A groundbreaking study by the Council on Energy, Environment and Water (CEEW) has unveiled the monumental challenge facing Indian steel and cement industries. To achieve net-zero carbon emissions, they must invest an additional ₹47 trillion in capital expenditure, coupled with an annual operational expenditure (OPEX) of ₹1 trillion, making this a critical endeavor for India's economic development.
The CEEW study identifies practical solutions. It proposes an achievable 8-25% reduction in emissions for steel and a substantial 32% reduction for cement. The key lies in adopting innovative technologies such as waste-heat recovery and energy-efficient systems, revolutionizing these traditionally emission-intensive sectors.
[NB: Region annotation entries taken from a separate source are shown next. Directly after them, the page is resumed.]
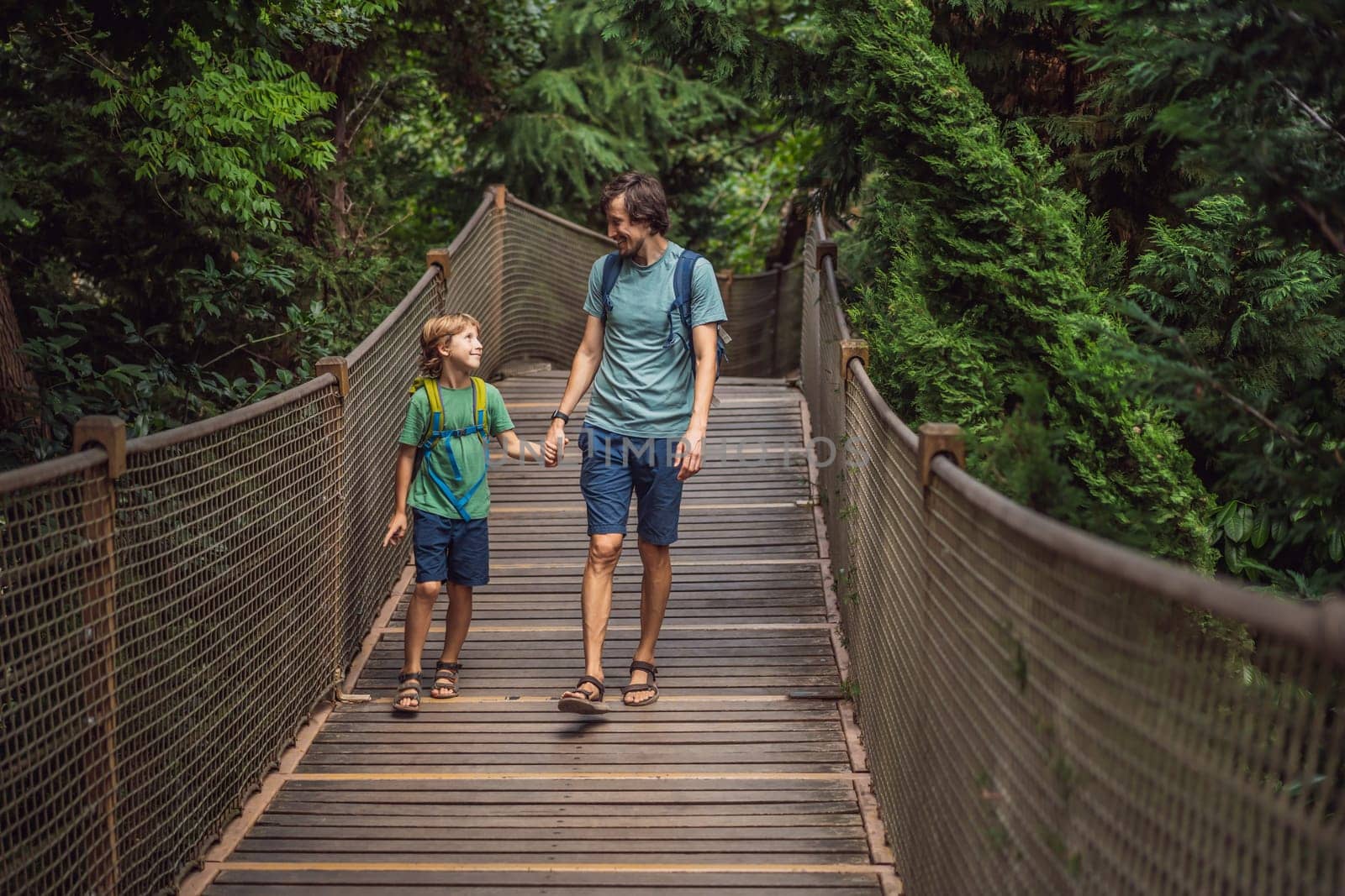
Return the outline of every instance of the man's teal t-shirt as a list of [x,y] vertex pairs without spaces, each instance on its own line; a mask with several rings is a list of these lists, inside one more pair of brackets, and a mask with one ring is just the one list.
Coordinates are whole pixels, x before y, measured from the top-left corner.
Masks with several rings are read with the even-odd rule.
[[[398,441],[402,445],[420,445],[421,437],[425,434],[425,426],[429,422],[429,398],[422,388],[416,390],[410,398],[412,400],[406,406],[406,422],[402,424],[402,435]],[[473,399],[471,386],[460,390],[440,386],[438,400],[444,406],[445,422],[441,424],[443,429],[460,430],[475,423],[472,419]],[[508,411],[504,410],[504,398],[490,383],[486,384],[486,426],[490,430],[490,438],[495,438],[504,430],[514,429],[514,422],[508,419]],[[448,451],[440,443],[428,458],[421,461],[420,469],[412,478],[412,490],[406,496],[406,504],[418,510],[437,513],[449,520],[461,520],[463,514],[457,512],[457,508],[444,497],[440,488],[426,476],[425,466],[429,465],[434,476],[447,482],[453,494],[461,498],[476,480],[482,477],[482,473],[486,472],[487,446],[476,435],[460,435],[451,441],[453,442],[453,457],[457,458],[457,469],[461,470],[463,477],[457,478],[453,476],[453,466],[448,462]],[[484,519],[490,513],[490,480],[482,482],[482,486],[476,489],[467,502],[465,509],[467,516],[473,520]]]
[[[585,420],[621,435],[681,438],[691,420],[695,396],[690,333],[672,309],[672,271],[682,247],[670,242],[663,255],[648,266],[629,258],[612,287],[612,312],[603,334],[603,363],[593,379]],[[603,265],[589,270],[584,310],[603,317]],[[691,326],[728,320],[724,297],[706,259],[691,269]],[[686,340],[668,345],[668,324]]]

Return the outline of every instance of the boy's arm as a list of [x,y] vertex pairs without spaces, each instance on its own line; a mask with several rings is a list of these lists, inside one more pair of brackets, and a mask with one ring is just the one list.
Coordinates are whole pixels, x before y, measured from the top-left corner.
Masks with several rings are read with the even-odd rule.
[[[584,392],[593,384],[597,376],[599,364],[603,363],[603,320],[589,314],[584,326],[584,339],[574,352],[570,363],[570,379],[565,383],[565,394],[561,395],[561,404],[557,410],[569,416],[574,412]],[[565,437],[565,420],[555,418],[546,430],[546,466],[555,466],[561,461],[561,450],[569,443]]]
[[534,463],[542,462],[542,446],[537,442],[525,442],[519,439],[518,433],[514,430],[496,433],[495,439],[500,443],[500,447],[504,449],[504,454],[515,461],[522,457],[525,463],[529,461]]
[[397,446],[397,492],[393,498],[393,519],[387,521],[383,547],[397,544],[406,535],[406,496],[412,490],[412,470],[416,467],[416,446]]

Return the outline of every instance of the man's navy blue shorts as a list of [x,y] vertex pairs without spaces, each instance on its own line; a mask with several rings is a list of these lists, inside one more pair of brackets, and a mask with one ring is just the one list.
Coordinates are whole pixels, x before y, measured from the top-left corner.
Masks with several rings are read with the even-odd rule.
[[589,535],[625,535],[633,492],[640,541],[677,541],[682,510],[682,482],[672,466],[677,443],[678,439],[619,435],[589,424],[580,430],[584,454],[580,488],[588,508]]
[[416,582],[477,586],[491,580],[491,536],[486,519],[449,520],[412,508]]

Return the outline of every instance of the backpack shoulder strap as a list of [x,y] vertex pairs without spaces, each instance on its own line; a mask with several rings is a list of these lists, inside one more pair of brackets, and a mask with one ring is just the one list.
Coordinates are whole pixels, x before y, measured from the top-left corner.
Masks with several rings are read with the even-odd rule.
[[482,439],[490,435],[490,414],[486,407],[486,380],[472,377],[472,423],[482,427]]
[[691,274],[701,257],[690,249],[682,250],[682,257],[677,259],[677,269],[672,271],[672,308],[682,314],[682,324],[691,326]]
[[406,392],[414,395],[416,390],[420,388],[425,390],[425,399],[429,402],[429,419],[425,420],[425,433],[421,435],[421,445],[424,445],[434,430],[444,427],[444,402],[438,395],[438,380],[430,376],[417,376]]
[[621,275],[621,253],[608,253],[603,259],[603,322],[612,310],[612,290],[616,287],[616,278]]

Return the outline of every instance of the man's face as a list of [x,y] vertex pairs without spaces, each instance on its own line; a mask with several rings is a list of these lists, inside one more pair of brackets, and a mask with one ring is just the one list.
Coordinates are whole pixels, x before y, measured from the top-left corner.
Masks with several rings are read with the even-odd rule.
[[616,240],[621,258],[631,258],[648,239],[650,226],[631,220],[625,214],[625,196],[617,196],[607,206],[607,235]]

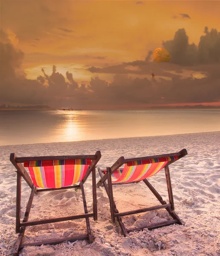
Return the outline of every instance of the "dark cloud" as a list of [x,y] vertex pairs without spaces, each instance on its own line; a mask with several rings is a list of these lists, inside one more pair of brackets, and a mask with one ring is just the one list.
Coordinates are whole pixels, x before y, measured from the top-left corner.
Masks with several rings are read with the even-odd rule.
[[178,15],[174,15],[172,17],[173,19],[191,19],[189,15],[187,13],[179,13]]
[[[5,43],[0,43],[1,104],[44,104],[59,108],[74,102],[78,108],[90,108],[98,104],[113,108],[120,105],[220,101],[220,33],[216,29],[209,32],[205,28],[205,35],[201,37],[198,46],[189,44],[185,30],[179,29],[173,39],[163,42],[163,46],[171,53],[170,63],[150,61],[152,52],[149,52],[145,60],[103,68],[91,67],[87,70],[91,73],[114,74],[112,81],[109,82],[96,75],[89,82],[82,82],[80,85],[71,73],[67,72],[65,79],[57,72],[55,65],[50,74],[42,68],[42,75],[36,79],[27,79],[22,68],[24,53],[8,42],[6,34],[3,35]],[[190,70],[190,77],[184,77],[184,70]],[[143,77],[150,75],[152,71],[156,75],[155,81]],[[194,72],[196,71],[206,77],[194,78]],[[142,77],[138,77],[139,75]]]
[[58,28],[58,29],[63,31],[63,32],[66,32],[67,33],[72,33],[74,31],[70,29],[64,29],[63,28]]
[[186,18],[187,19],[191,19],[190,16],[187,13],[179,13],[179,14],[182,18]]
[[184,29],[179,29],[172,40],[163,41],[162,47],[170,53],[170,62],[182,66],[220,63],[220,32],[205,28],[198,46],[190,44]]
[[66,73],[66,75],[67,76],[67,78],[70,82],[69,85],[72,87],[72,88],[76,89],[78,88],[78,84],[73,80],[72,74],[72,73],[69,73],[69,72],[67,71]]

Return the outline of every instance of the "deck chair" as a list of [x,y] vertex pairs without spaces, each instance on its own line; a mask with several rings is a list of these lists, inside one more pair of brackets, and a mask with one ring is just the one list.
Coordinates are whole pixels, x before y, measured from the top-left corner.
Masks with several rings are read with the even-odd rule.
[[[25,246],[40,246],[43,244],[56,244],[65,241],[72,241],[84,239],[88,239],[90,243],[92,242],[93,239],[89,218],[93,217],[95,221],[97,219],[96,165],[101,157],[100,151],[97,151],[95,155],[27,157],[17,157],[15,154],[11,154],[10,160],[17,169],[15,229],[16,232],[19,233],[17,239],[15,243],[13,256],[17,255],[19,251]],[[30,176],[29,175],[25,167],[28,168]],[[88,213],[83,184],[91,172],[93,183],[93,212]],[[24,218],[23,222],[20,222],[22,177],[31,188],[31,192],[27,205]],[[73,186],[78,182],[80,183],[79,185]],[[35,192],[67,189],[75,189],[76,188],[81,189],[84,214],[32,221],[28,221]],[[83,218],[85,218],[86,220],[87,234],[77,237],[66,237],[56,240],[49,240],[21,244],[25,229],[27,226]]]
[[[130,232],[141,230],[144,228],[152,230],[174,223],[184,224],[174,211],[174,198],[169,166],[185,156],[187,154],[186,150],[184,149],[178,153],[143,157],[125,159],[124,157],[122,157],[111,167],[107,167],[106,170],[101,170],[98,167],[98,170],[101,178],[97,183],[96,187],[98,187],[101,185],[104,185],[109,198],[112,221],[113,223],[115,223],[116,217],[117,218],[124,236],[126,236]],[[120,169],[120,167],[124,164],[124,168]],[[163,200],[159,193],[147,180],[147,178],[155,175],[163,168],[164,168],[165,170],[169,204],[167,204]],[[107,180],[107,184],[106,183]],[[114,202],[112,185],[130,184],[138,183],[142,180],[143,180],[150,189],[161,205],[133,211],[119,212]],[[162,208],[166,209],[173,219],[151,226],[130,229],[127,229],[122,221],[122,217],[123,216],[145,212]]]

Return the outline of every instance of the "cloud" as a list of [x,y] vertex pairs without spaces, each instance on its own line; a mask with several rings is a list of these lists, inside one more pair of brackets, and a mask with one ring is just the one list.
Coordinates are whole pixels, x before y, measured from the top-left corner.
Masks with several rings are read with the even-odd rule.
[[[92,66],[87,70],[91,73],[90,81],[82,82],[81,86],[71,73],[67,71],[66,78],[57,72],[55,65],[50,74],[42,68],[42,74],[37,79],[27,79],[22,65],[24,53],[10,43],[7,34],[3,33],[5,43],[0,43],[0,103],[43,104],[59,108],[74,102],[77,108],[89,109],[98,104],[104,108],[106,105],[112,108],[119,105],[138,108],[145,104],[219,101],[220,62],[216,56],[220,53],[215,52],[212,55],[213,49],[216,50],[219,45],[219,32],[214,29],[209,31],[206,27],[204,32],[198,46],[189,44],[184,29],[178,30],[173,39],[163,42],[169,47],[173,62],[152,62],[152,52],[149,52],[144,60],[103,68]],[[153,68],[156,78],[153,81],[148,76]],[[185,77],[183,70],[192,75]],[[172,70],[176,73],[172,73]],[[198,71],[205,74],[205,77],[195,78],[193,72]],[[111,82],[96,75],[105,73],[113,75]],[[93,73],[96,75],[93,76]],[[138,77],[139,75],[142,77]]]
[[191,17],[187,13],[179,13],[178,15],[174,15],[173,16],[173,19],[179,19],[185,20],[185,19],[191,19]]
[[179,13],[179,14],[183,18],[186,18],[187,19],[191,19],[190,16],[187,13]]
[[205,35],[200,38],[198,46],[190,44],[184,29],[178,29],[172,40],[163,41],[162,47],[170,53],[171,63],[194,66],[199,64],[220,63],[220,32],[205,28]]
[[74,32],[73,31],[73,30],[67,29],[64,29],[63,28],[58,28],[57,29],[59,30],[61,30],[61,31],[63,31],[63,32],[66,32],[67,33],[72,33]]

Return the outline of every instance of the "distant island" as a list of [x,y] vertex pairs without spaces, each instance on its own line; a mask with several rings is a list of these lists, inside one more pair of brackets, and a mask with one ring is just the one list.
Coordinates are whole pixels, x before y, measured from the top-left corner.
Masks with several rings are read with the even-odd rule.
[[35,106],[10,106],[3,104],[0,105],[0,110],[56,110],[49,106],[36,105]]
[[[61,108],[58,109],[61,110],[74,110],[74,111],[81,111],[81,110],[100,110],[99,109],[72,109],[72,110],[69,108]],[[137,108],[137,109],[117,109],[112,110],[179,110],[181,109],[188,109],[188,110],[200,110],[200,109],[216,109],[220,110],[220,106],[204,106],[202,104],[194,105],[194,106],[190,106],[189,105],[185,105],[185,106],[152,106],[148,107],[146,108]],[[11,106],[10,105],[6,105],[3,104],[0,105],[0,111],[2,110],[57,110],[57,108],[51,108],[49,106],[44,105],[35,105],[32,106]],[[111,110],[110,109],[103,109],[102,110]]]
[[220,109],[220,106],[216,107],[215,106],[204,106],[202,104],[194,105],[194,106],[190,106],[185,105],[185,106],[153,106],[149,108],[149,109]]

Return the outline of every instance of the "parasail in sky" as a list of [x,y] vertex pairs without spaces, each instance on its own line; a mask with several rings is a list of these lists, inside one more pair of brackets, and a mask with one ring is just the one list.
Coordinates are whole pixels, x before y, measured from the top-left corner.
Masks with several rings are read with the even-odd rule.
[[162,62],[169,61],[171,59],[171,55],[169,52],[163,48],[156,49],[153,53],[153,60],[159,63]]

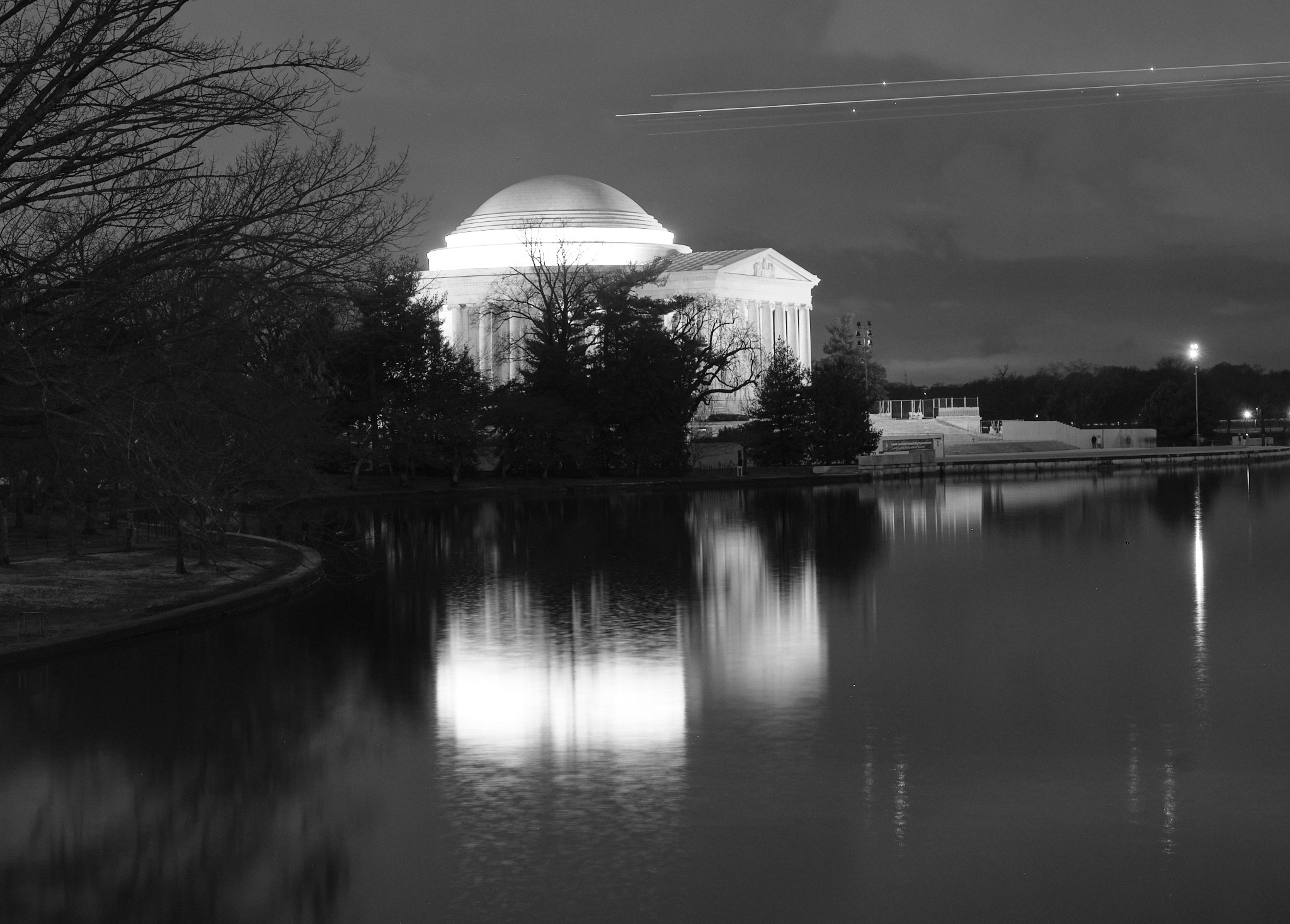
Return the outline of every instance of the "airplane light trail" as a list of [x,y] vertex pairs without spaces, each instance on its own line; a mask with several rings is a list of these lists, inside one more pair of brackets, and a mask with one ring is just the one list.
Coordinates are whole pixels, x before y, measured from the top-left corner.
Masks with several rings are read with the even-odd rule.
[[[1285,86],[1280,92],[1290,90],[1290,86]],[[1275,90],[1276,92],[1276,90]],[[1165,102],[1180,102],[1186,99],[1215,99],[1226,95],[1236,95],[1235,93],[1193,93],[1187,95],[1170,95],[1164,97]],[[1118,97],[1118,94],[1116,94]],[[668,132],[650,132],[649,137],[659,137],[666,134],[708,134],[712,132],[752,132],[769,128],[806,128],[810,125],[850,125],[855,123],[867,121],[894,121],[904,119],[939,119],[943,116],[964,116],[964,115],[997,115],[1000,112],[1041,112],[1054,108],[1089,108],[1093,106],[1131,106],[1134,103],[1148,102],[1146,99],[1134,98],[1102,98],[1102,99],[1071,99],[1071,101],[1051,101],[1047,103],[1041,103],[1038,106],[1018,106],[1010,108],[956,108],[956,110],[939,110],[933,112],[913,112],[906,110],[904,112],[866,112],[863,115],[857,115],[851,119],[813,119],[811,121],[779,121],[779,123],[760,123],[753,125],[716,125],[711,124],[704,128],[679,128]],[[851,110],[854,112],[855,110]],[[663,120],[659,120],[662,123]],[[684,120],[679,120],[684,121]]]
[[1103,71],[1053,71],[1051,74],[996,74],[977,77],[934,77],[928,80],[881,80],[869,84],[820,84],[818,86],[765,86],[749,90],[693,90],[689,93],[651,93],[655,99],[675,97],[720,97],[735,93],[789,93],[793,90],[849,90],[866,86],[912,86],[916,84],[957,84],[970,80],[1038,80],[1044,77],[1093,77],[1106,74],[1162,74],[1165,71],[1214,71],[1232,67],[1287,67],[1290,61],[1251,61],[1240,65],[1178,65],[1174,67],[1120,67]]
[[944,103],[952,99],[1000,99],[1005,97],[1032,97],[1036,94],[1055,94],[1055,93],[1087,93],[1087,92],[1111,92],[1111,90],[1140,90],[1140,89],[1162,89],[1162,88],[1229,88],[1229,86],[1242,86],[1254,84],[1273,84],[1290,80],[1290,75],[1272,75],[1272,76],[1258,76],[1258,77],[1211,77],[1211,79],[1192,79],[1192,80],[1157,80],[1157,81],[1142,81],[1142,83],[1129,83],[1129,84],[1096,84],[1091,86],[1036,86],[1028,89],[1010,89],[1010,90],[975,90],[965,93],[934,93],[922,95],[899,95],[899,97],[871,97],[862,99],[824,99],[824,101],[811,101],[811,102],[791,102],[791,103],[760,103],[752,106],[712,106],[707,108],[694,108],[694,110],[658,110],[649,112],[620,112],[617,119],[649,119],[649,120],[664,120],[664,119],[677,119],[685,116],[704,116],[704,115],[735,115],[735,114],[752,114],[752,112],[786,112],[788,110],[811,110],[823,106],[866,106],[872,107],[875,103],[908,103],[908,102],[939,102]]

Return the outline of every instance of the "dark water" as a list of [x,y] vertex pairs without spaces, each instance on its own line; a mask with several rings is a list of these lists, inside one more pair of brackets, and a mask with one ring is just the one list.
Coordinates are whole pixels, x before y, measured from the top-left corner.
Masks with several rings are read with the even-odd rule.
[[0,674],[0,920],[1290,919],[1290,470],[352,516]]

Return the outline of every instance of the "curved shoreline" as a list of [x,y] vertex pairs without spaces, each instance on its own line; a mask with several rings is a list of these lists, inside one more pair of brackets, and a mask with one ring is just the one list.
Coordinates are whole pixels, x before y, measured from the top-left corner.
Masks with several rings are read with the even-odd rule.
[[[875,458],[875,457],[869,457]],[[301,498],[293,507],[326,507],[352,505],[390,505],[397,502],[435,502],[480,499],[490,497],[568,497],[667,490],[708,490],[713,488],[788,488],[819,484],[855,484],[871,480],[920,480],[944,477],[979,477],[993,474],[1066,474],[1093,471],[1178,471],[1184,467],[1253,465],[1290,461],[1290,447],[1165,447],[1160,449],[1072,449],[1059,452],[1000,453],[948,456],[922,465],[899,462],[837,466],[766,466],[747,468],[742,477],[733,471],[712,468],[689,475],[657,476],[588,476],[588,477],[512,477],[472,479],[457,487],[448,479],[427,479],[428,484],[396,488],[392,485],[360,487],[357,490],[321,492]]]
[[62,657],[89,652],[95,648],[134,639],[141,635],[165,632],[183,626],[195,626],[203,622],[243,613],[249,609],[268,607],[275,603],[285,603],[302,596],[322,578],[322,556],[308,546],[299,546],[294,542],[272,539],[267,536],[246,536],[239,538],[252,542],[266,542],[275,546],[292,548],[299,554],[301,561],[285,574],[270,578],[264,583],[246,587],[245,590],[221,594],[209,600],[199,600],[182,607],[164,609],[160,613],[148,609],[138,610],[134,618],[126,618],[119,625],[108,627],[86,628],[70,632],[54,639],[37,639],[30,643],[18,643],[18,647],[0,652],[0,668],[15,667],[46,658]]

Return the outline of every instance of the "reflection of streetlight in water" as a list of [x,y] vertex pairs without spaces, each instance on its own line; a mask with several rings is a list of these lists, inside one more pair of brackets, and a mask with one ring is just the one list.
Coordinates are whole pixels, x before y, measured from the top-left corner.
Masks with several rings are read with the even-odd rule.
[[1209,725],[1209,640],[1205,632],[1205,539],[1201,533],[1201,487],[1196,485],[1192,503],[1192,698],[1197,725],[1204,736]]

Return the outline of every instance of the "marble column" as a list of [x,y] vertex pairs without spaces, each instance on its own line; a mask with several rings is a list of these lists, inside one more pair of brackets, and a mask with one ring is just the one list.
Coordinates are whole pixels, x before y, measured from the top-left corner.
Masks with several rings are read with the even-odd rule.
[[804,306],[802,307],[802,326],[805,329],[805,336],[806,336],[806,363],[809,365],[810,361],[811,361],[811,352],[813,352],[811,339],[810,339],[810,307],[809,306]]

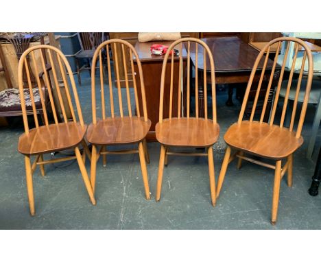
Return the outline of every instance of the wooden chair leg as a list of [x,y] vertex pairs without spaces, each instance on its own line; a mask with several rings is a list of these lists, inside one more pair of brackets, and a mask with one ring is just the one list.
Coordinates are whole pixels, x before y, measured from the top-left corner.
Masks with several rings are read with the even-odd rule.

In the 2021-22 fiscal year, the Indian steel industry released a staggering 297 million tonnes of carbon dioxide during crude steel production. This resulted in an average emission intensity of 2.36 tCO₂/tcs, significantly exceeding the global average of 1.89 tCO₂/tcs.
Cost of Net-Zero Steel Production
The ambitious journey towards near net-zero steel production in India carries a price tag, with costs expected to be 40-70% higher. These costs depend on factors such as technology choices, production methods, and the utilization and storage of captured carbon (CCUS).
Despite its reputation as one of the world's most energy-efficient sectors, the Indian cement industry emitted 218 million tonnes of CO2 in 2018-19, while producing 337 million tonnes of cement. The challenge arises from fossil fuel usage and inherent emissions stemming from limestone processing.
Around 50% of cement plants in India urgently require access to CO2 pipelines to facilitate carbon capture and storage (CCUS). The potential solution lies in utilizing existing natural gas pipelines' right-of-way, enabling plants to opt for CCUS.